Convictions for crimes under a law in England used to prosecute internet “trolls” have increased eight-fold in a decade, official figures reveal.
Last year 1,209 people were found guilty of offences under Section 127 of the Communications Act 2003 – equivalent to three every day – compared with 143 in 2004.
It is a crime under the Act to send “by means of a public electronic communications network” a message or other material that is “grossly offensive or of an indecent, obscene or menacing character”.
Previously little used, Section 127 has come to prominence in recent years following a string of high-profile cases of so-called trolling on social media sites. It can also cover phone calls and emails, and cases of “persistent misuse” that cause the victim annoyance, inconvenience or needless anxiety.
Statistics released by the UK’s Ministry of Justice (MoJ) show that 1,501 defendants were prosecuted under the law last year – including 70 juveniles – while another 685 were cautioned.
Of those convicted, 155 were jailed – compared with just seven a decade before. The average custodial sentence was 2.2 months.

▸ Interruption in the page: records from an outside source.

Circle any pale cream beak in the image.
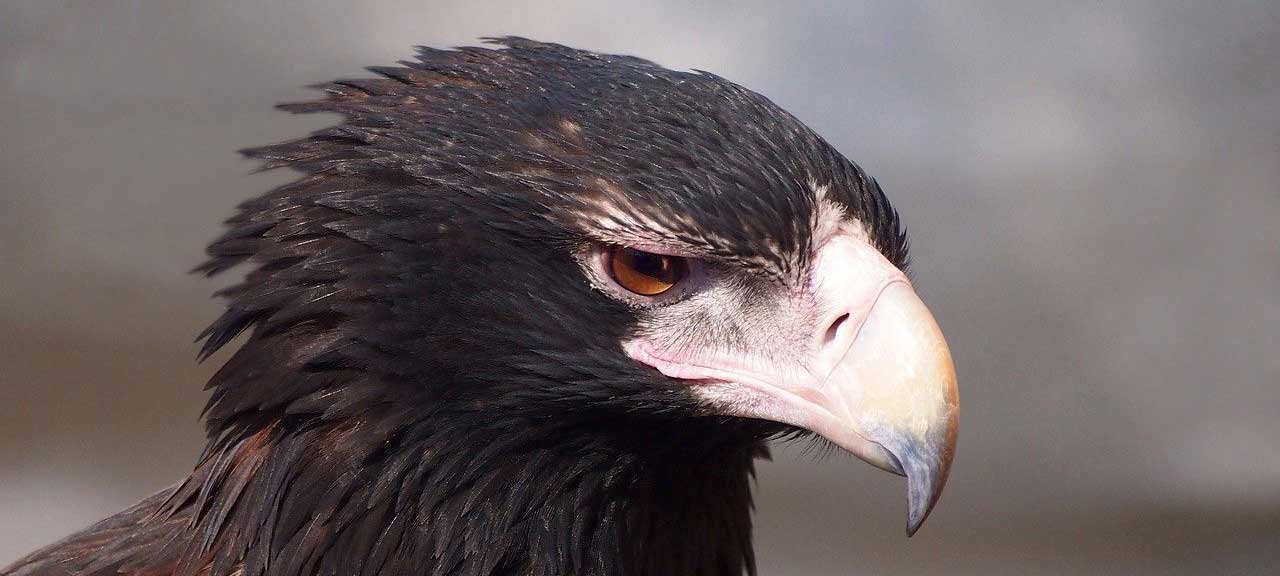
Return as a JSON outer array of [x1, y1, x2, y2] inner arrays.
[[627, 234, 960, 535]]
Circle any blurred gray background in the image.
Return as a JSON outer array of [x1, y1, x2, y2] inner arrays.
[[0, 0, 1280, 576]]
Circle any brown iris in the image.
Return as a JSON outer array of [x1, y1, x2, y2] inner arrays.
[[608, 247, 689, 296]]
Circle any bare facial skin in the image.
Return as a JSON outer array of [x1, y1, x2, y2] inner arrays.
[[582, 188, 959, 534]]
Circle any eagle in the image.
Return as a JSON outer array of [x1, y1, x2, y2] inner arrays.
[[0, 37, 959, 576]]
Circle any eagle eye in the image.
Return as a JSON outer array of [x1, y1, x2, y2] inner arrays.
[[605, 247, 689, 296]]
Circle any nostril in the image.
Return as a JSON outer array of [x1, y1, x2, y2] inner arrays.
[[822, 314, 849, 346]]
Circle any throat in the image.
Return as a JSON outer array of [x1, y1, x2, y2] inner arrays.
[[157, 421, 765, 576]]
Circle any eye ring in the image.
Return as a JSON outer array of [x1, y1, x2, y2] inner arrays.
[[604, 246, 690, 297]]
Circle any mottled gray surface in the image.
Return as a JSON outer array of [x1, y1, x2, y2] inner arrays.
[[0, 0, 1280, 576]]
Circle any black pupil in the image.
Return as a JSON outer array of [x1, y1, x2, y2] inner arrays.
[[628, 250, 676, 283]]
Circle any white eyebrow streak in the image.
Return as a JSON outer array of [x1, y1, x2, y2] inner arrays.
[[809, 180, 870, 252]]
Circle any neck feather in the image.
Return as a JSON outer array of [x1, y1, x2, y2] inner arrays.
[[142, 415, 765, 576]]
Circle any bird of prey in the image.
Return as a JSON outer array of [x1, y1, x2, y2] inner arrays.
[[0, 37, 959, 576]]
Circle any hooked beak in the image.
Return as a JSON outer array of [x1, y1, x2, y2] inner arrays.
[[627, 234, 960, 535]]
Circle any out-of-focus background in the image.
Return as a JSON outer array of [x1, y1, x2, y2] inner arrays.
[[0, 0, 1280, 576]]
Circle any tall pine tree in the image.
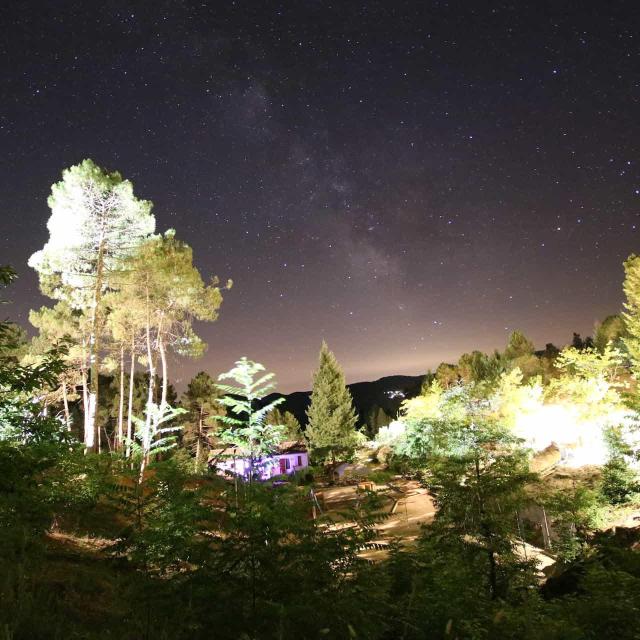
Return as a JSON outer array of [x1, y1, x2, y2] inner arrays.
[[306, 341, 358, 462]]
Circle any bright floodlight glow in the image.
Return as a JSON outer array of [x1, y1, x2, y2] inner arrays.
[[514, 404, 628, 467]]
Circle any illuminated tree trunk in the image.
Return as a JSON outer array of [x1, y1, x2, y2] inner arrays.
[[195, 407, 202, 473], [125, 337, 136, 458], [141, 292, 156, 462], [88, 234, 105, 453], [158, 335, 169, 415], [81, 338, 93, 451], [116, 345, 124, 450]]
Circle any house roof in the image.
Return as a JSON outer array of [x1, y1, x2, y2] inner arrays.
[[209, 440, 307, 459]]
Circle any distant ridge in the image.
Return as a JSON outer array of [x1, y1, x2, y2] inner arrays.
[[264, 375, 424, 426]]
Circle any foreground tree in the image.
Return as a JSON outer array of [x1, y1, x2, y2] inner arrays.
[[29, 160, 155, 449], [113, 230, 225, 438], [306, 342, 358, 462], [217, 357, 284, 482]]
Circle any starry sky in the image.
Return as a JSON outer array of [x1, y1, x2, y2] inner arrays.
[[0, 0, 640, 391]]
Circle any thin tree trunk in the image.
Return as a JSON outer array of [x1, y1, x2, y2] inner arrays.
[[475, 455, 498, 600], [158, 335, 169, 415], [89, 238, 105, 453], [80, 337, 93, 451], [115, 343, 124, 451], [125, 337, 136, 458], [195, 407, 202, 473], [142, 293, 156, 468], [62, 379, 71, 431]]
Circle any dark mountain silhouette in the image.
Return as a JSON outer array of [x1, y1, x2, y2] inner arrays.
[[264, 376, 424, 426]]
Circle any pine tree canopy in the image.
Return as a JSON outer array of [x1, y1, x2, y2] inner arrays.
[[306, 342, 357, 461]]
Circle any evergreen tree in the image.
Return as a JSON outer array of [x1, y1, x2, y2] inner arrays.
[[29, 160, 155, 449], [622, 255, 640, 378], [593, 314, 625, 352], [113, 230, 225, 438], [306, 341, 358, 462], [217, 357, 284, 482]]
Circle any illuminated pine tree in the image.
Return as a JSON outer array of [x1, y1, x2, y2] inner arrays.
[[29, 160, 155, 448], [180, 371, 225, 473], [306, 342, 358, 462], [622, 254, 640, 378]]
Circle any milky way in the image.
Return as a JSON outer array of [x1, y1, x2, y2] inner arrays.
[[0, 1, 640, 390]]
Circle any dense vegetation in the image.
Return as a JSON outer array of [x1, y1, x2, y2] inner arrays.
[[0, 161, 640, 640]]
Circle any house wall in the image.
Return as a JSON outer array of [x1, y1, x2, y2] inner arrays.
[[216, 452, 309, 480]]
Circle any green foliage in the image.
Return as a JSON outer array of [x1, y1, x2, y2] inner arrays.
[[180, 371, 225, 471], [216, 357, 284, 480], [601, 456, 640, 505], [306, 342, 358, 462], [622, 254, 640, 378], [128, 403, 185, 473]]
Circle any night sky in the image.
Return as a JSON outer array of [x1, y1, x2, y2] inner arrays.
[[0, 0, 640, 390]]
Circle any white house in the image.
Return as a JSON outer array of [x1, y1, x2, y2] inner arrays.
[[209, 441, 309, 480]]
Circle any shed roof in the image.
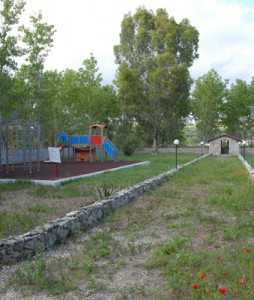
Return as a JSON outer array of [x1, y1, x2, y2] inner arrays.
[[207, 133, 242, 143]]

Compared with the previous year there was an 18% increase in convictions under Section 127 but the number has dipped since a peak in 2012 when there were 1,423.
In 2013 then-director of public prosecutions (DPP) Keir Starmer QC issued guidance stating that users who post offensive material online must pass a “high threshold” before they are prosecuted.

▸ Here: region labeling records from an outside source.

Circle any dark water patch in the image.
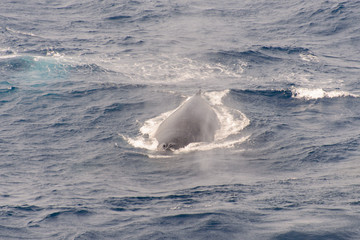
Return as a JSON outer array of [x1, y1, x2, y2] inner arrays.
[[105, 184, 256, 211], [104, 102, 145, 114], [209, 50, 281, 64], [271, 231, 354, 240]]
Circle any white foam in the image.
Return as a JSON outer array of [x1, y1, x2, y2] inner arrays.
[[291, 87, 358, 100], [5, 27, 38, 37], [119, 90, 250, 154]]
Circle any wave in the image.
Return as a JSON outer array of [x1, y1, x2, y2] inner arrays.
[[119, 90, 250, 157], [291, 87, 359, 100], [231, 87, 360, 100]]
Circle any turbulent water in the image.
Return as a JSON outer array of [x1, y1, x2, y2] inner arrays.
[[0, 0, 360, 240]]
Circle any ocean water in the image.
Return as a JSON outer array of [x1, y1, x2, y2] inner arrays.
[[0, 0, 360, 240]]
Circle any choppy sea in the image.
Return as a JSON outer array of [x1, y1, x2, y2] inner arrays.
[[0, 0, 360, 240]]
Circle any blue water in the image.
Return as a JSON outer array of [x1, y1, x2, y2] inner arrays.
[[0, 0, 360, 240]]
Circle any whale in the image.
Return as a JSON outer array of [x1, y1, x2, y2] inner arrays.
[[154, 91, 220, 151]]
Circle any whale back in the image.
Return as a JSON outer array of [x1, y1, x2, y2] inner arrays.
[[155, 93, 220, 150]]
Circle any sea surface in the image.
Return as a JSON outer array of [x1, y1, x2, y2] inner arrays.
[[0, 0, 360, 240]]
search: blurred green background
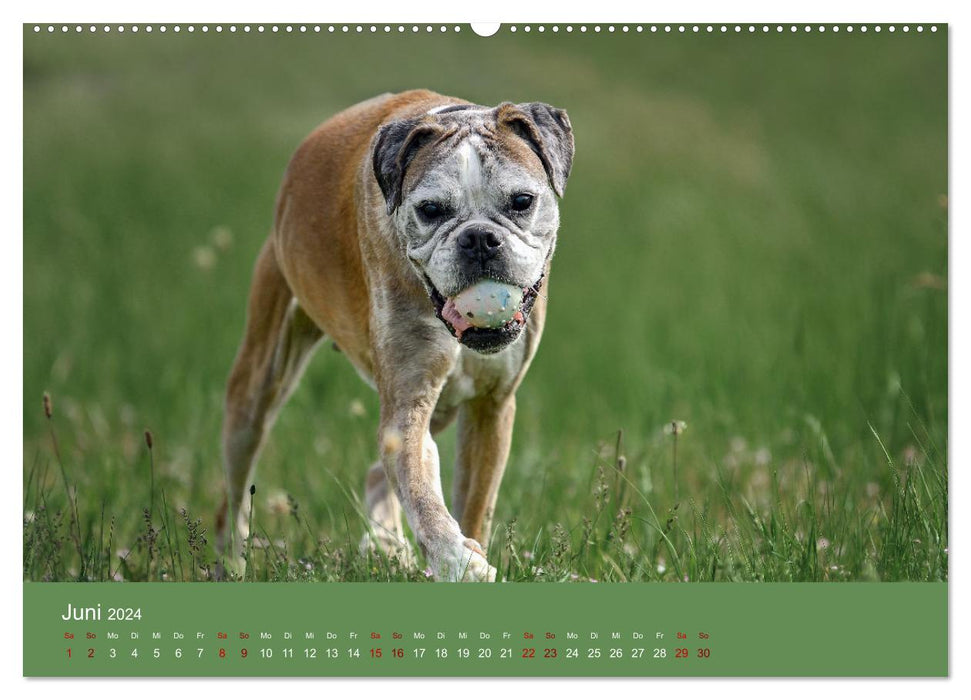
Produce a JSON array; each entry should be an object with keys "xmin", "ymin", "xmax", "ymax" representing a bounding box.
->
[{"xmin": 23, "ymin": 27, "xmax": 948, "ymax": 576}]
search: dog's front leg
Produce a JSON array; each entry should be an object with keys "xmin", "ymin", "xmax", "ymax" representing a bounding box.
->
[{"xmin": 379, "ymin": 350, "xmax": 496, "ymax": 581}]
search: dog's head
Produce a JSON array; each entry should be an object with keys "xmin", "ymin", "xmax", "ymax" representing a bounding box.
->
[{"xmin": 372, "ymin": 102, "xmax": 573, "ymax": 353}]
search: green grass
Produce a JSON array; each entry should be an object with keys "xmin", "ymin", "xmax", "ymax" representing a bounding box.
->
[{"xmin": 23, "ymin": 31, "xmax": 948, "ymax": 581}]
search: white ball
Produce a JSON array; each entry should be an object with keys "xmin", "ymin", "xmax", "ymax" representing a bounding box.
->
[{"xmin": 453, "ymin": 280, "xmax": 523, "ymax": 328}]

The changes came in the wake of a case in which Paul Chambers was found guilty in May 2010 after joking on Twitter about blowing up Robin Hood Airport in South Yorkshire. His conviction was later overturned at the High Court.
Professor Lilian Edwards, director of the Centre for Internet Law and Policy at the University of Strathclyde, said the rise in prosecutions under Section 127 reflected the surge in use of social media.
“This was a relatively obscure provision before the internet. You would have been talking about poison telephone calls and there were relatively few of those,” she said.
“It is obviously related to what has happened with social media.”
She said two contrasting factors were having an impact on the number of cases in recent years.
“There is the DPP guidance which made prosecutions more carefully considered so that people were not being prosecuted for making jokes, for example.
“At the same time you have simply got more awareness that this is a serious problem both among the public and the police.”
The issue of online abuse came under scrutiny after cases such as the targeting of Labour MP Stella Creasy.
She spoke of the “misery” caused after a Twitter troll retweeted menacing posts threatening to rape her and branding her a “witch”.
Other victims of trolling have included campaigner Caroline Criado-Perez and Chloe Madeley, daughter of Richard Madeley and Judy Finnigan.
The MoJ figures also revealed a similar rise in the number of convictions under the Malicious Communications Act, which states that it is an offence to send a threatening, offensive or indecent letter, electronic communication or article with the intent to cause distress or anxiety.
Last year, 694 individuals were found guilty of offences under this Act – the highest number for at least a decade and more than 10 times higher than the 64 convictions recorded in 2004.
In October the British Government announced measures to increase the maximum sentence for trolls who are convicted under the Malicious Communications Act from six months to two years and extend the time limit for prosecutions under Section 127 to three years from the commission of offence.